Abe welcomes Obama’s upcoming visit to Hiroshima

by: Seth Robson and Chiyomi Sumida | .
Stars and Stripes | .
published: May 12, 2016
 YOKOTA AIR BASE, Japan — Japanese Prime Minister Shinzo Abe is welcoming President Barack Obama’s upcoming trip to Hiroshima, where the U.S. dropped the world’s first atomic bomb in 1945.
 
“His visit to Hiroshima will be an opportunity to witness firsthand the consequences of nuclear bombing, which will be a strong demonstration to the world to make a world without nuclear weapons,” Abe said in remarks transcribed from a Tuesday news conference. “Together with President Obama, I will do my utmost to realize a world without nuclear weapons.”
 
The White House announced this week that Obama will go to Hiroshima later this month after attending the Group of Seven summit in Ise-Shima. He will become the first sitting U.S. president to visit the city where 140,000 people died in one of World War II’s final acts.
 
“I welcome President Obama’s visit to Hiroshima with all my heart,” said Abe, who also lauded the U.S. leader for consistently urging the world to abolish nuclear weapons.
 
Obama’s visit will commemorate all the victims of the atomic bombings, Yoshihide Suga, Abe’s chief cabinet secretary, said Wednesday.
 
“It is an extremely significant and historic event to promote international discussions to achieve a world without nuclear weapons,” he said.
 
Hiromu Morishita, 85, who survived the bombing, has high expectations for Obama’s visit.
 
“His visit to the peace memorial museum will be an opportunity to see and feel firsthand the consequences of nuclear bombing, which I hope will further strengthen his commitment in abolishing nuclear weapons,” Morishita said.
 
“Atomic bombs were said to have been used to quickly end the war.

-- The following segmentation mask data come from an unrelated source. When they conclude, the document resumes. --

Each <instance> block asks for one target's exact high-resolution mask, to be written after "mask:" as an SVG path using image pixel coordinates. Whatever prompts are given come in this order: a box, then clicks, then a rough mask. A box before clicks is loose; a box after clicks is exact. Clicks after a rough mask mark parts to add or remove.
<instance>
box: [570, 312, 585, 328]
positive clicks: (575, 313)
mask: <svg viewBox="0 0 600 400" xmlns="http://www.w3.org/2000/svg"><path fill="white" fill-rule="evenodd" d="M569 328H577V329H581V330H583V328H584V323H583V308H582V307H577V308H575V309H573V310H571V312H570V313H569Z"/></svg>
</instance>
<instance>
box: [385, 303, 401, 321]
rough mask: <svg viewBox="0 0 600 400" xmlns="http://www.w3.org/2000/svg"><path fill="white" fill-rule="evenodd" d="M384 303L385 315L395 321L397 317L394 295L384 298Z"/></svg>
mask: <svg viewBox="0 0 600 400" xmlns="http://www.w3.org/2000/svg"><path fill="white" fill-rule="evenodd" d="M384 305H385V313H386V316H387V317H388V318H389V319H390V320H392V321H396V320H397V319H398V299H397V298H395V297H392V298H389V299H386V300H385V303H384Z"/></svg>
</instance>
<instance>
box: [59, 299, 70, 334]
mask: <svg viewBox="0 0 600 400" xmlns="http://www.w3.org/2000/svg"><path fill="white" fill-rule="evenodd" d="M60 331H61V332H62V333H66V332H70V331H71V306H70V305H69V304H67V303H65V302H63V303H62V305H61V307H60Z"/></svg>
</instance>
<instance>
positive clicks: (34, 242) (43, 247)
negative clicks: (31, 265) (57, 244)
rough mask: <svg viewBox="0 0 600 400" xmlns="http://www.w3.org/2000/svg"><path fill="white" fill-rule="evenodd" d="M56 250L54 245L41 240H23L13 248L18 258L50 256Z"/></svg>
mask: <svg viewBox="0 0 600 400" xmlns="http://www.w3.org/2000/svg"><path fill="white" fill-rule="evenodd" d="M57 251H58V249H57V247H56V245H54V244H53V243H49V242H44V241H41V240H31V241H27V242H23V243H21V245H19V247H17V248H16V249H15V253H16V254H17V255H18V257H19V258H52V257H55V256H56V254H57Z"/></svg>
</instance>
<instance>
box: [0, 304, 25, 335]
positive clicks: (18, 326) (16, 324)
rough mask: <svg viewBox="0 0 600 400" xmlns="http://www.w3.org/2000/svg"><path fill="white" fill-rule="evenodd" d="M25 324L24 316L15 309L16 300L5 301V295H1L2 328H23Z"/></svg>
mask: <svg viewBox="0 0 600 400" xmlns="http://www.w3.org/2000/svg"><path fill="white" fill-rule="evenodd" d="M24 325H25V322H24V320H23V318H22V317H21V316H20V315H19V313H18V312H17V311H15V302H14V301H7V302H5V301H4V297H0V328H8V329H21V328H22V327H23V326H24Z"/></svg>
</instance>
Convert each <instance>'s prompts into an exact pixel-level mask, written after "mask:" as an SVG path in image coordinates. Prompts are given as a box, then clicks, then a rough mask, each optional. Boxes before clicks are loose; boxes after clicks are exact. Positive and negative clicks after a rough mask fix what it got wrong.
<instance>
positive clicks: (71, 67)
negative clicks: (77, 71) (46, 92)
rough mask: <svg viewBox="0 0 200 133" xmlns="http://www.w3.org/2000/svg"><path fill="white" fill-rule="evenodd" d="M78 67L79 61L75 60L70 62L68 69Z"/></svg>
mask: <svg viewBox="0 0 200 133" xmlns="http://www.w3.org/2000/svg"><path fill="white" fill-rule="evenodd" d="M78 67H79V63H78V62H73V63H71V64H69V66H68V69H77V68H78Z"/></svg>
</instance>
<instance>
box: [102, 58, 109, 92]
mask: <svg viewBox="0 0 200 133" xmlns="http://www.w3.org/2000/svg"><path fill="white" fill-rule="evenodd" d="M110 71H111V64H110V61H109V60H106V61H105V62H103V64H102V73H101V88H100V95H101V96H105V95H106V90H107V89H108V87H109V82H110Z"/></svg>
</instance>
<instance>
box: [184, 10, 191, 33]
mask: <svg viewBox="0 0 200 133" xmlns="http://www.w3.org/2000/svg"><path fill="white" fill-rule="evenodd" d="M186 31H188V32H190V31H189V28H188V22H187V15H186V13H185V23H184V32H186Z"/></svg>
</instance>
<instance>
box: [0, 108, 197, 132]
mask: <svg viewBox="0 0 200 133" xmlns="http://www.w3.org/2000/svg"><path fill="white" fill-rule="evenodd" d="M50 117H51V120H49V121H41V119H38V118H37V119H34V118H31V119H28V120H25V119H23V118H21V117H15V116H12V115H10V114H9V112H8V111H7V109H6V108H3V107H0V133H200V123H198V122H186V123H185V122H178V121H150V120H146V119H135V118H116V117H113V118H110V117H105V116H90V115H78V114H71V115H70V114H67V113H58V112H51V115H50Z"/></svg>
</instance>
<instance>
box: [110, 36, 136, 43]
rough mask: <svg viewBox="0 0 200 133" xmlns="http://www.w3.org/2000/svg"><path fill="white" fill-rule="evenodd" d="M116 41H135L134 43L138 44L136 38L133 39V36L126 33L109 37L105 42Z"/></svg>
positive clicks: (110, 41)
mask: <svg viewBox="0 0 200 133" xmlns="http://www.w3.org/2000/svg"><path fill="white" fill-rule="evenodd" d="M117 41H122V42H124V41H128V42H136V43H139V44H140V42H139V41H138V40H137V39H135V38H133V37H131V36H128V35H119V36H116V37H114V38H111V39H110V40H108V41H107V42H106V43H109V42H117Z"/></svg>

Yet, today, 70 years after the war, the world situation is getting severe with threats of further proliferation of nuclear weapons, such as in North Korea and even to terrorists,” he said. “We, the atomic bomb survivors, are all getting old and we will be soon leaving this world, but younger people and future generations have to continue to live with the fear of nuclear weapons. We must get rid of nuclear weapons from the earth at all costs.”